Preparations for the test would take a few months to complete, Israel's Channel 2 reported. The test is reportedly going to cost some $80 million.
"The system is set to be tested against a target similar in behavior to the advanced ballistic missiles, which are currently being developed, and have already been achieved, by Iran," the paper wrote.
Washington and Tel Aviv fear the Islamic Republic's missile capability, which Tehran asserts is of a defensive and deterrent nature. Iran has, however, stressed that it would flatten Israeli cities to earth if it comes under attack by the Tel Aviv regime.
The US has been spending lavishly to enhance the Israeli regime's military capabilities.
Last September, a test launch in Cape Canaveral, Florida, hit a snag when Falcon 9, a rocket belonging to the US aerospace manufacturer SpaceX, and Amos-6, the Israeli "communication satellite" it had been due to carry into space, exploded and were destroyed.

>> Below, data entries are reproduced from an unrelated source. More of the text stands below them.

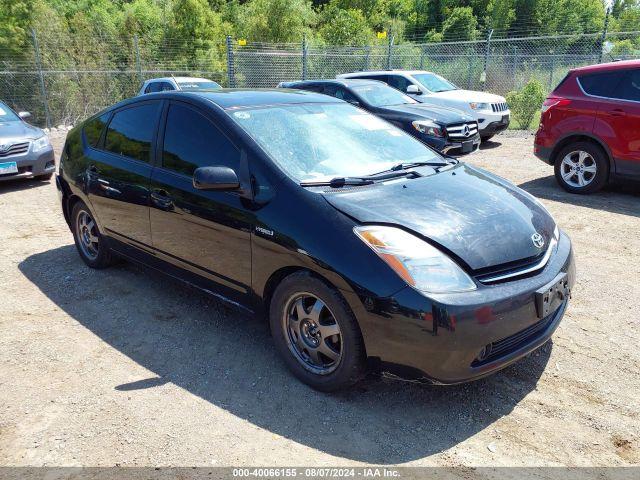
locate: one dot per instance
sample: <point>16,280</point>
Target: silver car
<point>25,150</point>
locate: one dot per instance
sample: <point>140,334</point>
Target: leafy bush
<point>525,103</point>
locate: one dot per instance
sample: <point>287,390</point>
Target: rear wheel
<point>89,241</point>
<point>316,333</point>
<point>581,167</point>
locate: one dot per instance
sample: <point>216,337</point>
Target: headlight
<point>40,143</point>
<point>421,265</point>
<point>479,106</point>
<point>428,128</point>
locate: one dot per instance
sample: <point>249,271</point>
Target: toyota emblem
<point>538,240</point>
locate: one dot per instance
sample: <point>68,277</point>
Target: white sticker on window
<point>370,122</point>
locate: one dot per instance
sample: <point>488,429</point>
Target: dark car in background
<point>590,126</point>
<point>447,130</point>
<point>358,241</point>
<point>25,151</point>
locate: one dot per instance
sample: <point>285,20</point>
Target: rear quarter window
<point>93,129</point>
<point>600,84</point>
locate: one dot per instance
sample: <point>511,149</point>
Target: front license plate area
<point>551,296</point>
<point>7,168</point>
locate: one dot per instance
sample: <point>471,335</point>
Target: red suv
<point>590,126</point>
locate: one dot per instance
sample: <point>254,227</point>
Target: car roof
<point>345,82</point>
<point>607,66</point>
<point>179,79</point>
<point>237,98</point>
<point>383,72</point>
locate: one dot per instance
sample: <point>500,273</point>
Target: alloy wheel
<point>312,333</point>
<point>578,169</point>
<point>87,235</point>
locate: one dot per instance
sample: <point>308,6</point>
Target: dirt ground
<point>124,367</point>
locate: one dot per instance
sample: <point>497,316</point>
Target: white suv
<point>187,84</point>
<point>491,111</point>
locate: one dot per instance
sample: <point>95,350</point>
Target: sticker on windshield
<point>369,122</point>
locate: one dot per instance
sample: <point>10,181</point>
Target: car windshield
<point>7,115</point>
<point>433,82</point>
<point>382,95</point>
<point>195,86</point>
<point>318,142</point>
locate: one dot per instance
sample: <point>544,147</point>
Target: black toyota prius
<point>363,247</point>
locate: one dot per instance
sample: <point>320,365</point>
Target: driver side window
<point>191,141</point>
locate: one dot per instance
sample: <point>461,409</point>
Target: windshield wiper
<point>338,182</point>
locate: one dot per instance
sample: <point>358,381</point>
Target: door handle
<point>162,200</point>
<point>617,112</point>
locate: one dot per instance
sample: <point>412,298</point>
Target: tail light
<point>554,102</point>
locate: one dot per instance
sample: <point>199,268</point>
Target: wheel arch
<point>580,137</point>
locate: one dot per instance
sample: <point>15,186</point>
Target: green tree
<point>526,103</point>
<point>344,27</point>
<point>460,24</point>
<point>276,20</point>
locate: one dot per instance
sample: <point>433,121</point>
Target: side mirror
<point>215,178</point>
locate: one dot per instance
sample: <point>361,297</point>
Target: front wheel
<point>316,333</point>
<point>581,167</point>
<point>89,241</point>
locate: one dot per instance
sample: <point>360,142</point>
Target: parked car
<point>25,151</point>
<point>185,84</point>
<point>358,240</point>
<point>590,126</point>
<point>445,129</point>
<point>491,111</point>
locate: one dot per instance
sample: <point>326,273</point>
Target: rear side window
<point>93,129</point>
<point>629,87</point>
<point>192,141</point>
<point>398,82</point>
<point>131,130</point>
<point>601,84</point>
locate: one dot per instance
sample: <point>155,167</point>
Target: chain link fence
<point>61,82</point>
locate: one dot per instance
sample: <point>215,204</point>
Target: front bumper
<point>490,123</point>
<point>452,147</point>
<point>31,164</point>
<point>439,338</point>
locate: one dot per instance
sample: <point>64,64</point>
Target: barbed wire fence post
<point>604,34</point>
<point>231,77</point>
<point>389,49</point>
<point>483,78</point>
<point>304,57</point>
<point>43,88</point>
<point>137,57</point>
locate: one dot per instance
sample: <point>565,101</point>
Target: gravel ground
<point>123,367</point>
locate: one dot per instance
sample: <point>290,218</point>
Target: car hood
<point>468,96</point>
<point>10,131</point>
<point>437,113</point>
<point>482,219</point>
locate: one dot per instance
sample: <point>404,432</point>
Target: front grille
<point>499,107</point>
<point>457,130</point>
<point>501,348</point>
<point>15,149</point>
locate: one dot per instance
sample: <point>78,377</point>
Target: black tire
<point>351,366</point>
<point>103,256</point>
<point>596,158</point>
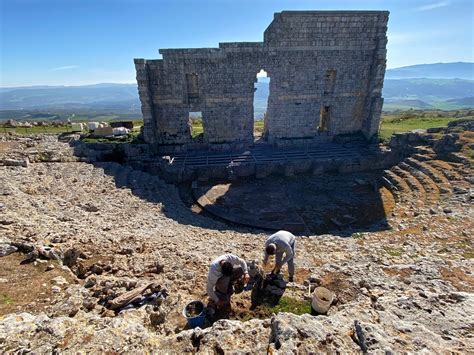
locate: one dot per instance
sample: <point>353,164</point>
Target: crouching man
<point>282,245</point>
<point>226,273</point>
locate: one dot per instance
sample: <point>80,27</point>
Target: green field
<point>396,125</point>
<point>393,122</point>
<point>406,121</point>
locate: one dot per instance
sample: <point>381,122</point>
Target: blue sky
<point>75,42</point>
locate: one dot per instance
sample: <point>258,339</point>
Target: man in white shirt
<point>224,272</point>
<point>282,245</point>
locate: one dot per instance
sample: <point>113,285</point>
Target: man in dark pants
<point>282,245</point>
<point>224,272</point>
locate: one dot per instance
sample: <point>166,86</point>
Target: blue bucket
<point>195,320</point>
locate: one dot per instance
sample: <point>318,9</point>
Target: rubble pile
<point>95,233</point>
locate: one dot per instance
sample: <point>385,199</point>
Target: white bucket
<point>322,300</point>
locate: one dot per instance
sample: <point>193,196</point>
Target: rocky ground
<point>76,234</point>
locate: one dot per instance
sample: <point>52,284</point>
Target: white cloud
<point>66,67</point>
<point>262,74</point>
<point>432,6</point>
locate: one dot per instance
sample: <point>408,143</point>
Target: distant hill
<point>429,90</point>
<point>437,86</point>
<point>99,96</point>
<point>458,70</point>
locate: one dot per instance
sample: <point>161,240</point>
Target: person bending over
<point>225,273</point>
<point>282,245</point>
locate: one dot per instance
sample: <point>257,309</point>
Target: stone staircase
<point>422,179</point>
<point>154,189</point>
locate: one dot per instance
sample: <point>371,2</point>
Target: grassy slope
<point>403,121</point>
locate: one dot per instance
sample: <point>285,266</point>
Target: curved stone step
<point>395,184</point>
<point>418,192</point>
<point>430,187</point>
<point>422,157</point>
<point>443,183</point>
<point>446,168</point>
<point>425,151</point>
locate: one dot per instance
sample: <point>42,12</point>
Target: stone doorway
<point>196,126</point>
<point>260,104</point>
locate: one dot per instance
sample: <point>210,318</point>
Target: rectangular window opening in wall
<point>329,81</point>
<point>192,86</point>
<point>323,118</point>
<point>196,127</point>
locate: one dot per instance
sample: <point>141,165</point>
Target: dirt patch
<point>458,277</point>
<point>345,290</point>
<point>27,287</point>
<point>8,146</point>
<point>402,273</point>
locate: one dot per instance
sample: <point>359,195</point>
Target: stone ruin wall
<point>315,59</point>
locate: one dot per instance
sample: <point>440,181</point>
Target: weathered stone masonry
<point>326,72</point>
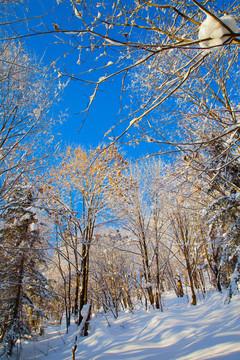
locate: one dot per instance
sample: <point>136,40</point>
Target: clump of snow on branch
<point>213,29</point>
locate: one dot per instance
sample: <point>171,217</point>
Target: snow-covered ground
<point>210,330</point>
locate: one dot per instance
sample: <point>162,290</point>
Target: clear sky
<point>104,112</point>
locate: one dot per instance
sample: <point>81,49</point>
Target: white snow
<point>211,28</point>
<point>210,330</point>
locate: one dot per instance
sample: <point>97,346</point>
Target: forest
<point>89,230</point>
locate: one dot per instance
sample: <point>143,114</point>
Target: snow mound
<point>210,330</point>
<point>211,28</point>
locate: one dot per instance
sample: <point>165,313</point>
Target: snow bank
<point>211,28</point>
<point>210,330</point>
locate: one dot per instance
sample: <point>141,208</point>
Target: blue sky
<point>104,112</point>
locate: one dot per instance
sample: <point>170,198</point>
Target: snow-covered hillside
<point>210,330</point>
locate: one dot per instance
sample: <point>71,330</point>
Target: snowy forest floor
<point>210,330</point>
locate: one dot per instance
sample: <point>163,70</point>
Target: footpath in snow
<point>210,330</point>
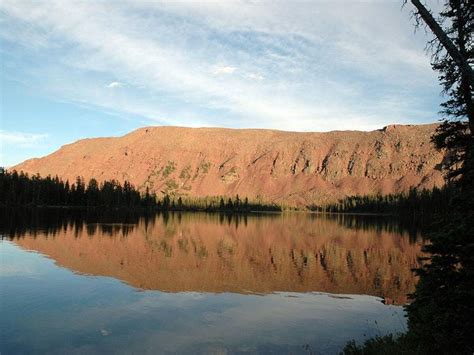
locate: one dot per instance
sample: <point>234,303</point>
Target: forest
<point>20,190</point>
<point>415,202</point>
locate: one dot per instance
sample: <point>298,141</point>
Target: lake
<point>200,283</point>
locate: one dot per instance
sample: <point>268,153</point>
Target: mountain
<point>295,168</point>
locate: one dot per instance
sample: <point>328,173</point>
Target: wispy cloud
<point>115,84</point>
<point>22,139</point>
<point>301,67</point>
<point>223,69</point>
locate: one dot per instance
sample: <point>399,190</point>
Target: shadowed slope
<point>283,167</point>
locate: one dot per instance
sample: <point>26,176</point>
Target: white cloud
<point>115,84</point>
<point>22,139</point>
<point>322,70</point>
<point>223,69</point>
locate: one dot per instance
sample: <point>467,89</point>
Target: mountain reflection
<point>218,253</point>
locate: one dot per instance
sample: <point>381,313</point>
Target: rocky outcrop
<point>295,168</point>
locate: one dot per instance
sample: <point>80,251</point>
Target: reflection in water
<point>218,253</point>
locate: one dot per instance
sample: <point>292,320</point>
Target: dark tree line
<point>441,314</point>
<point>19,189</point>
<point>415,202</point>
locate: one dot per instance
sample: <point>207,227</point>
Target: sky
<point>79,69</point>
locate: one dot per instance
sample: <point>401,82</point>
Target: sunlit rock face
<point>294,168</point>
<point>211,253</point>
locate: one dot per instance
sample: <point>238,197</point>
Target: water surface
<point>200,283</point>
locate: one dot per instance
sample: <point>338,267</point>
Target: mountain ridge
<point>294,168</point>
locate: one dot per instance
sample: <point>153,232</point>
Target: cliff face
<point>283,167</point>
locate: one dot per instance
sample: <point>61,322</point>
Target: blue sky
<point>76,69</point>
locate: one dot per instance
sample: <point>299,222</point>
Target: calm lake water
<point>200,283</point>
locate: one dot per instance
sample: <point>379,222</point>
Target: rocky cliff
<point>296,168</point>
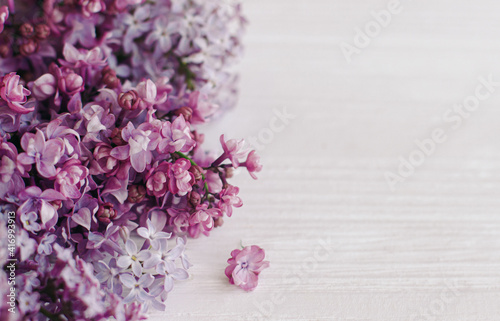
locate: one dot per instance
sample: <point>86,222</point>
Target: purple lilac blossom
<point>245,266</point>
<point>99,103</point>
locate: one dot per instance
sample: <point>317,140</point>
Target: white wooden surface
<point>430,250</point>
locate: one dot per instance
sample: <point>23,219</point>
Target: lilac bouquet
<point>102,173</point>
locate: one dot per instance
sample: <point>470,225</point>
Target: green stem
<point>193,163</point>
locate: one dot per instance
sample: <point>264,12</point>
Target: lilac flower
<point>71,178</point>
<point>245,266</point>
<point>29,221</point>
<point>141,142</point>
<point>34,200</point>
<point>153,234</point>
<point>233,149</point>
<point>146,90</point>
<point>228,199</point>
<point>14,94</point>
<point>45,245</point>
<point>83,30</point>
<point>205,216</point>
<point>44,87</point>
<point>176,137</point>
<point>68,81</point>
<point>4,15</point>
<point>27,246</point>
<point>136,26</point>
<point>29,302</point>
<point>180,178</point>
<point>45,154</point>
<point>109,275</point>
<point>107,241</point>
<point>161,35</point>
<point>137,287</point>
<point>133,258</point>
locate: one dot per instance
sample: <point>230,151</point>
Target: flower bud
<point>124,233</point>
<point>229,171</point>
<point>219,221</point>
<point>116,137</point>
<point>194,199</point>
<point>42,31</point>
<point>44,87</point>
<point>197,172</point>
<point>5,51</point>
<point>57,204</point>
<point>26,30</point>
<point>136,193</point>
<point>73,83</point>
<point>184,111</point>
<point>28,48</point>
<point>106,213</point>
<point>129,100</point>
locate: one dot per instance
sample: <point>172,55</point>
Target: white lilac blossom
<point>101,159</point>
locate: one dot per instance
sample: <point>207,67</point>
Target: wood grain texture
<point>342,245</point>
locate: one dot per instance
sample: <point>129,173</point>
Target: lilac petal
<point>47,212</point>
<point>143,232</point>
<point>143,255</point>
<point>136,268</point>
<point>83,218</point>
<point>71,191</point>
<point>146,280</point>
<point>121,152</point>
<point>130,297</point>
<point>52,195</point>
<point>102,277</point>
<point>128,280</point>
<point>24,159</point>
<point>131,247</point>
<point>152,261</point>
<point>138,161</point>
<point>47,171</point>
<point>124,261</point>
<point>169,284</point>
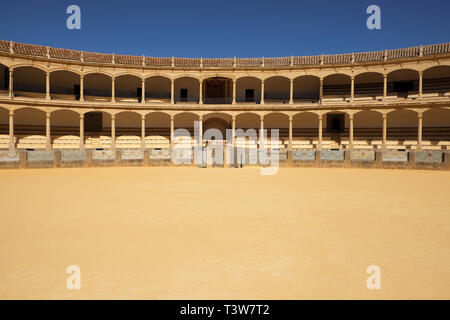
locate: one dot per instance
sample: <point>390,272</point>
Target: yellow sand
<point>189,233</point>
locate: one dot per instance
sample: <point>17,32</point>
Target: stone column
<point>420,83</point>
<point>321,91</point>
<point>143,132</point>
<point>320,132</point>
<point>233,129</point>
<point>47,86</point>
<point>11,85</point>
<point>81,88</point>
<point>262,92</point>
<point>171,130</point>
<point>113,90</point>
<point>200,92</point>
<point>384,130</point>
<point>113,131</point>
<point>47,131</point>
<point>81,131</point>
<point>11,130</point>
<point>143,91</point>
<point>200,130</point>
<point>351,131</point>
<point>352,90</point>
<point>234,92</point>
<point>172,90</point>
<point>419,131</point>
<point>290,132</point>
<point>291,92</point>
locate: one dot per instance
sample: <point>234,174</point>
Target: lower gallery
<point>159,232</point>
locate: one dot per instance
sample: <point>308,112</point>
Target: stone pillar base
<point>318,159</point>
<point>57,159</point>
<point>22,159</point>
<point>88,158</point>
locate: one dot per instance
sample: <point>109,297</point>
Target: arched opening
<point>436,124</point>
<point>368,126</point>
<point>184,134</point>
<point>4,80</point>
<point>336,87</point>
<point>436,82</point>
<point>4,128</point>
<point>277,90</point>
<point>185,120</point>
<point>247,130</point>
<point>402,83</point>
<point>304,130</point>
<point>306,89</point>
<point>186,90</point>
<point>157,130</point>
<point>29,128</point>
<point>65,129</point>
<point>97,130</point>
<point>336,128</point>
<point>128,88</point>
<point>157,89</point>
<point>29,82</point>
<point>369,86</point>
<point>97,86</point>
<point>128,130</point>
<point>219,121</point>
<point>248,90</point>
<point>64,85</point>
<point>402,125</point>
<point>217,90</point>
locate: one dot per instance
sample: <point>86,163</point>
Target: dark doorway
<point>6,78</point>
<point>404,86</point>
<point>76,91</point>
<point>93,122</point>
<point>139,94</point>
<point>249,95</point>
<point>183,94</point>
<point>336,123</point>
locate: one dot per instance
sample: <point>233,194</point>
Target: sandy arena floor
<point>189,233</point>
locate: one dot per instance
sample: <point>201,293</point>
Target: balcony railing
<point>217,100</point>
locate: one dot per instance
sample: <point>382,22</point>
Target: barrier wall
<point>433,159</point>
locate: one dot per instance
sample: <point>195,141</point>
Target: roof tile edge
<point>14,48</point>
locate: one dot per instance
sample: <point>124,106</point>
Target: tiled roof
<point>160,62</point>
<point>187,62</point>
<point>30,49</point>
<point>4,46</point>
<point>65,54</point>
<point>91,57</point>
<point>215,63</point>
<point>125,59</point>
<point>248,62</point>
<point>97,57</point>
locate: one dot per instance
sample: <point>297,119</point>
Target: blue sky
<point>227,28</point>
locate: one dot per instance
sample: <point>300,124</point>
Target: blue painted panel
<point>362,155</point>
<point>73,155</point>
<point>159,154</point>
<point>103,155</point>
<point>431,156</point>
<point>395,156</point>
<point>40,155</point>
<point>132,154</point>
<point>332,155</point>
<point>304,155</point>
<point>9,156</point>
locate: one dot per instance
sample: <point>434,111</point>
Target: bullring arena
<point>144,228</point>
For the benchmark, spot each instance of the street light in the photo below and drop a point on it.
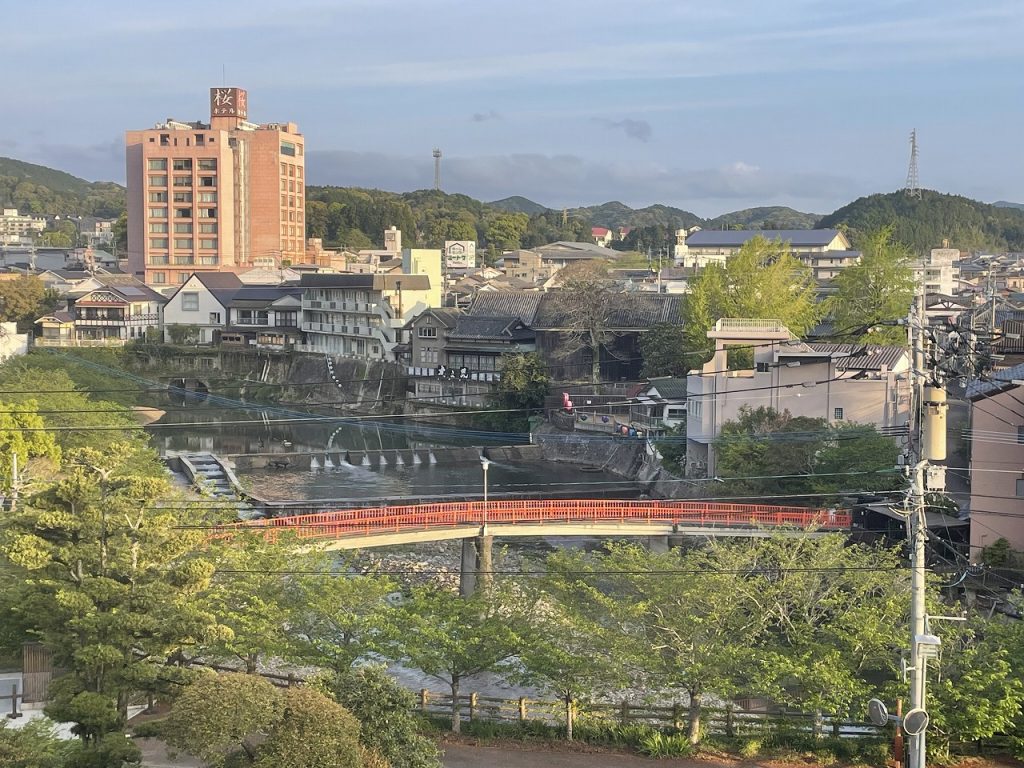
(485, 464)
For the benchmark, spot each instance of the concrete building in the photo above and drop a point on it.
(996, 461)
(363, 315)
(853, 383)
(825, 251)
(222, 196)
(16, 229)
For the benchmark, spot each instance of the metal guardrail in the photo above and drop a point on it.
(368, 521)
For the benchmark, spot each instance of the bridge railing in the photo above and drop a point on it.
(371, 520)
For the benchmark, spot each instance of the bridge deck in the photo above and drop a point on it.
(372, 526)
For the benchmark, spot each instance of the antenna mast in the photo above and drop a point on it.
(437, 169)
(912, 188)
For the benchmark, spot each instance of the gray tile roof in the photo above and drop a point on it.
(859, 356)
(636, 310)
(996, 382)
(521, 304)
(736, 238)
(481, 327)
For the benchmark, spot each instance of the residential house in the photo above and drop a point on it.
(996, 461)
(842, 383)
(361, 315)
(105, 310)
(659, 404)
(201, 305)
(264, 316)
(602, 236)
(826, 252)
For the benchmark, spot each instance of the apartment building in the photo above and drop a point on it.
(223, 196)
(856, 383)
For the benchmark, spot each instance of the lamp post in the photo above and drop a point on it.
(484, 543)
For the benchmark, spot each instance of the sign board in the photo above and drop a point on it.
(228, 102)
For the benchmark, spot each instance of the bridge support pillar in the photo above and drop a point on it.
(658, 545)
(467, 576)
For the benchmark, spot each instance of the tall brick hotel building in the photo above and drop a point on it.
(223, 196)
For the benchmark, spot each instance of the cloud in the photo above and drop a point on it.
(567, 179)
(483, 117)
(636, 129)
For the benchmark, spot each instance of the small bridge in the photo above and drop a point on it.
(380, 526)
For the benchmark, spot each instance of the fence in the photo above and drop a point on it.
(728, 721)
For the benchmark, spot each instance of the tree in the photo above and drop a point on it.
(245, 720)
(878, 289)
(573, 649)
(108, 580)
(780, 454)
(451, 638)
(385, 711)
(762, 281)
(585, 303)
(664, 349)
(24, 300)
(505, 230)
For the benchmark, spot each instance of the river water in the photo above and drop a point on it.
(204, 427)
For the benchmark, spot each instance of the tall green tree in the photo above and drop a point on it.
(108, 580)
(451, 638)
(879, 289)
(762, 281)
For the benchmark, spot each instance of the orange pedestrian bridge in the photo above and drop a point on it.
(380, 526)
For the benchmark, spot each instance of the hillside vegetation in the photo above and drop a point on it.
(924, 223)
(41, 190)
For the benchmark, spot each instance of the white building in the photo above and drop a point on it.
(852, 383)
(460, 254)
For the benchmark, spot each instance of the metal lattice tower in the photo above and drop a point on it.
(912, 188)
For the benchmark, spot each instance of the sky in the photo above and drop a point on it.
(710, 107)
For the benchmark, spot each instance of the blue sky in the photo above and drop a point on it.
(709, 105)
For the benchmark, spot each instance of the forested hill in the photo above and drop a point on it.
(924, 223)
(41, 190)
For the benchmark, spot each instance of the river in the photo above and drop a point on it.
(204, 427)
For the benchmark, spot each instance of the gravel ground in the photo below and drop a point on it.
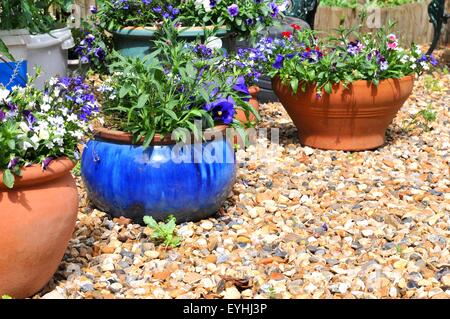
(306, 224)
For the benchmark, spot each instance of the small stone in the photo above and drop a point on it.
(446, 280)
(244, 239)
(400, 264)
(115, 287)
(231, 293)
(367, 232)
(192, 278)
(53, 295)
(161, 275)
(206, 225)
(152, 254)
(308, 150)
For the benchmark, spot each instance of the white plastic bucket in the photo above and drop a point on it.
(14, 73)
(49, 51)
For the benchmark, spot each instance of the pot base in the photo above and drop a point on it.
(36, 224)
(353, 118)
(355, 143)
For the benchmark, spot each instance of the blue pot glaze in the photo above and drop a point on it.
(7, 76)
(131, 181)
(139, 42)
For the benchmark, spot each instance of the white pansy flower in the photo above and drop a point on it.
(205, 3)
(35, 139)
(53, 81)
(4, 93)
(72, 118)
(44, 135)
(283, 7)
(24, 127)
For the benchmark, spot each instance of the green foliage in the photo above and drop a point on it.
(346, 58)
(167, 92)
(432, 84)
(164, 233)
(424, 118)
(77, 169)
(39, 126)
(357, 3)
(251, 19)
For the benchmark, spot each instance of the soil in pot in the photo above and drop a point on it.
(37, 219)
(351, 119)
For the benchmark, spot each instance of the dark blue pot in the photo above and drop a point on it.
(131, 181)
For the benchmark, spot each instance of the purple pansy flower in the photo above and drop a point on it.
(355, 47)
(241, 86)
(274, 9)
(29, 117)
(278, 64)
(222, 110)
(233, 10)
(46, 162)
(13, 162)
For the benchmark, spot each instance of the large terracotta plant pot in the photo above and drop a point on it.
(37, 218)
(129, 180)
(351, 119)
(240, 115)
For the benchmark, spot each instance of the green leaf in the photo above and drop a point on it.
(294, 84)
(4, 51)
(8, 178)
(150, 221)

Isaac Ben-Israel, the chairman of Israel's space agency, said at the time that the incident was "a very severe blow."
The planned test would now be marking yet another move aimed at antagonizing the Islamic Republic since US President Donald Trump's January inauguration.
So far during his presidency, Washington has twice imposed sanctions on Iranian individuals and organizations over Iranian missile activities. The US Senate is, meanwhile, pushing through with a bill aimed at putting more missile-related sanctions on Iran.
In his first foreign trip abroad, Trump traveled to Saudi Arabia and Israel, both of which have been openly hostile to Iran.